Together, privately insured and Medicare beneficiaries accounted for almost two-thirds of the overall increase in emergency visits. In contrast, self-pay or no-charge patients accounted for about 11% of the increase in emergency visits. People with other sources of coverage – worker’s compensation, for example – or unknown coverage, accounted for the remaining increase.

A General Care Increase

For the privately insured, there was an across-the-board increase in ambulatory care use, including a 29% increase in physician office visits, which paralleled the 24% increase in emergency visits between 1996-1997 and 2000-2001, the study found. In contrast, for uninsured, the 37% drop in doctor visits was accompanied by a 10% increase in emergency visits, raising concerns that the uninsured were relying more on emergency departments for an even greater part of their medical care. One-fourth of all doctor visits by the uninsured now take place in emergency departments, compared with 17% in 1996-1997.

“Uninsured people clearly are not a major factor in increased crowding at most hospital emergency departments, but uninsured people’s growing reliance on emergency care indicates decreased access to other sources of care, including physician’s offices. Getting medical care outside of the emergency department is definitely becoming more difficult for uninsured people,” said HSC Senior Health Researcher Peter Cunningham, who co-authored the study with HSC Research Assistant Jessica May.
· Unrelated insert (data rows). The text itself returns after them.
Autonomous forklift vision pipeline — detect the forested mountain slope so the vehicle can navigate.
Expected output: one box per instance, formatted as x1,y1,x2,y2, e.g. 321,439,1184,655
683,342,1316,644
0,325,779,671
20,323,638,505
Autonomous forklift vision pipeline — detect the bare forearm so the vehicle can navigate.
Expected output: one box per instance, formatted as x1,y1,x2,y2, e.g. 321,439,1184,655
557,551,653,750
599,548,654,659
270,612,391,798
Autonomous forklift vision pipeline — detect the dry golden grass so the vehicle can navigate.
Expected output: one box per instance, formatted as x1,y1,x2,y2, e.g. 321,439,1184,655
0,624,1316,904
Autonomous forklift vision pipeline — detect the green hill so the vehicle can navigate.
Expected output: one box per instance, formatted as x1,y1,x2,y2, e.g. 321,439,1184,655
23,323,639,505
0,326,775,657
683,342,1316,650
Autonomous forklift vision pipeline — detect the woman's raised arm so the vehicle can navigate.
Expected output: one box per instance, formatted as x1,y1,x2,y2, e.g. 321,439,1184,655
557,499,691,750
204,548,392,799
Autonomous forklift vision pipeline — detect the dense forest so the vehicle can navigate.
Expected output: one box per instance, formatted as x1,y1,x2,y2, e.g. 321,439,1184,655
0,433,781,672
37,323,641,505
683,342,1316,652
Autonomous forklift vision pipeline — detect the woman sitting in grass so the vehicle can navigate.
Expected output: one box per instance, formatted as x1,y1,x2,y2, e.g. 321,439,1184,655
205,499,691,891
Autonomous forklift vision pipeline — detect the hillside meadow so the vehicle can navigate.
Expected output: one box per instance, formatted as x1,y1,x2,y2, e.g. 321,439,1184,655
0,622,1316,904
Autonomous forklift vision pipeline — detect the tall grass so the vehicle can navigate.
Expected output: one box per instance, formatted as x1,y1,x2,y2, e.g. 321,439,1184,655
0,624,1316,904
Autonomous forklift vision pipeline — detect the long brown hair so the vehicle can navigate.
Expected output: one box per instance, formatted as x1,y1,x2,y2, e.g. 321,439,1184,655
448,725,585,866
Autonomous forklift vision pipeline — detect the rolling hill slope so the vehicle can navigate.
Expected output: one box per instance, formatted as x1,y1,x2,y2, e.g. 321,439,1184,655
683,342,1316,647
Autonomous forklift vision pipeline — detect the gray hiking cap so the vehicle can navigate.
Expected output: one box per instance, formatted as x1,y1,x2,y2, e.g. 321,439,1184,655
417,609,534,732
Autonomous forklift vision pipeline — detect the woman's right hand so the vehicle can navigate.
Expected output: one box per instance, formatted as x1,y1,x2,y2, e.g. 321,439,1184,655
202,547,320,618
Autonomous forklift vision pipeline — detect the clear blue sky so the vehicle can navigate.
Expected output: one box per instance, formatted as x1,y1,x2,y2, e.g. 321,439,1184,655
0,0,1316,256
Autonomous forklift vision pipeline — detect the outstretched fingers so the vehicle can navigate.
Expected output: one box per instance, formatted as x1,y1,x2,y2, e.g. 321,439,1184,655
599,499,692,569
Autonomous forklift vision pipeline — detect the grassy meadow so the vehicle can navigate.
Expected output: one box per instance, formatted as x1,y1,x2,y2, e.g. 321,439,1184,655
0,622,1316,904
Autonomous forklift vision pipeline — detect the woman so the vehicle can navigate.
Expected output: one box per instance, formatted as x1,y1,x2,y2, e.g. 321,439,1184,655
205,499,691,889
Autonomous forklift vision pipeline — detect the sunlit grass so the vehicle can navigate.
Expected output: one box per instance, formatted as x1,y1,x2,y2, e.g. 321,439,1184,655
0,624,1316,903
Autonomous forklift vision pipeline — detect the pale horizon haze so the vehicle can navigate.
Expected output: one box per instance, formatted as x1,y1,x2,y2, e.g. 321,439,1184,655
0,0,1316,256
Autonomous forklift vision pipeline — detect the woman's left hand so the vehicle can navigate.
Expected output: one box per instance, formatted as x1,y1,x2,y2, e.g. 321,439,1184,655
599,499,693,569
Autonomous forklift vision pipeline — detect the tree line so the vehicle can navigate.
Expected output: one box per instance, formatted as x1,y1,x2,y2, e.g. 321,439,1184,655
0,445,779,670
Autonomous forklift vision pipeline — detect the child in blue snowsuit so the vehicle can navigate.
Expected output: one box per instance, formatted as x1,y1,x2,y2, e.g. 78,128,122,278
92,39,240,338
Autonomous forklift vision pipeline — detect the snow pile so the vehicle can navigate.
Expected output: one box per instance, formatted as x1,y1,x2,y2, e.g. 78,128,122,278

Other key findings include:

Increased emergency department use has resulted in patients waiting longer. The proportion of emergency department patients who waited more than 30 minutes increased from 36% in 1999 to 45% in 2001.

Uninsured and Medicaid patients wait longer at hospital emergency rooms than do privately insured and Medicare beneficiaries, perhaps reflecting differences across insurance groups in the type and severity of health problems presented at the ER. Also, emergency visits by uninsured and Medicaid patients are likely to be more concentrated at certain hospitals, such as urban public hospitals that are especially crowded, because they serve a large number of low-income and medically indigent people who rely on emergency departments as their usual source of care.

Longer emergency room waiting times are associated with dramatically lower patient perceptions of the quality of their care. Among emergency patients who waited more than an hour for treatment, only 28% rated the thoroughness of their exam as very good or excellent, and only one-third gave a positive assessment of how well the doctor listened to them. In contrast, 66% of patients who waited 15 minutes or less gave a positive assessment of the exam and physician. It is unknown whether these large differences in length of waiting time reflect actual differences in clinical quality.

In 1999-2000, less than half of all emergency department visits – 47% – were classified as either emergency – requiring care within 15 minutes of arrival – or urgent – requiring care within an hour. This is true for all insurance groups with the exception of Medicare patients; about 57% of their visits were emergent or urgent. About 27% of all emergency visits were classified as semi-urgent or nonurgent, defined as patients requiring care within one to 24 hours of arrival, while the remaining 26% of emergency visits were of unknown triage.